The European Union’s parliament has backed in a cliffhanger vote a major plan to protect nature and fight climate change
BRUSSELS — The European Union's parliament on Wednesday backed a major plan to protect nature and fight climate change in a cliffhanger vote that had the 27-nation bloc's global green credentials at stake.
After weeks of intense lobbying against the plan, the legislature still supported the general outlines of a European Commission bill in a razor-thin 324-312 vote with 12 abstentions.
The plan is a key part of the EU’s vaunted European Green Deal that seeks to establish the world’s most ambitious climate and biodiversity targets and make the bloc the global point of reference on all climate issues.

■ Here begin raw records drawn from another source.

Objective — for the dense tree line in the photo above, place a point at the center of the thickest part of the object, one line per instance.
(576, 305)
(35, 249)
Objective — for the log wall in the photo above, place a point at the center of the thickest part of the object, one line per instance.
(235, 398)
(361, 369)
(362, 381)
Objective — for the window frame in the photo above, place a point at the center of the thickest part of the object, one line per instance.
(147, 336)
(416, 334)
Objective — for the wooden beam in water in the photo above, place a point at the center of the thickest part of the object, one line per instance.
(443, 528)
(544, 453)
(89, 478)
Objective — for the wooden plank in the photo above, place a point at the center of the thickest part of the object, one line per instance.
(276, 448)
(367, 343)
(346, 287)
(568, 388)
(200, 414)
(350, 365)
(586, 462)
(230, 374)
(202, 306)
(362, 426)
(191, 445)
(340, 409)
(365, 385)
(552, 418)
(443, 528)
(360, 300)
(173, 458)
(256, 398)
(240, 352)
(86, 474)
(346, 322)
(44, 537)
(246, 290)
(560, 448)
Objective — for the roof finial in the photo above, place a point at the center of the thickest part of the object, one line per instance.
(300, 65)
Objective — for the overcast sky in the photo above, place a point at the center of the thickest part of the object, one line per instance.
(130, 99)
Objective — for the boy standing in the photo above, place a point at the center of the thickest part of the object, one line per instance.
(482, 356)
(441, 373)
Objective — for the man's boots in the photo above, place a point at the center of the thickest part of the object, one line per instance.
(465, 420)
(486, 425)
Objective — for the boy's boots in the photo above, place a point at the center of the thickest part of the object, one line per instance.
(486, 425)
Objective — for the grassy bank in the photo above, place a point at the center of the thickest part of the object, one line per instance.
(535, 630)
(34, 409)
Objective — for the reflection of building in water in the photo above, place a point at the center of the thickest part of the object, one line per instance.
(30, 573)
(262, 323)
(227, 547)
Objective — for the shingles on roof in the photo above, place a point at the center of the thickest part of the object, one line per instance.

The vote “marks a significant milestone in our commitment to fulfilling the Green Deal,” said MEP Mohammed Chahim of the socialist group.
The plans proposed by the European Commission, the EU’s executive branch, set binding restoration targets for specific habitats and species, with the aim to cover at least 20% of the region’s land and sea areas by 2030.
After weeks of intense haggling and despite the staunch opposition of the legislature's biggest group, the European People's Party, the plan survived in the highly anticipated vote at the European Parliament in Strasbourg, France.
The Christian Democrat's EPP opposition also highlighted the fundamental struggle in Europe on how to deal with climate issues. Despite the succession of droughts, floods and heat waves increasingly hitting countless areas in Europe, the EPP wanted to hit the pause button on such environmental action and concentrate on economic competitiveness first and foremost over the next five years.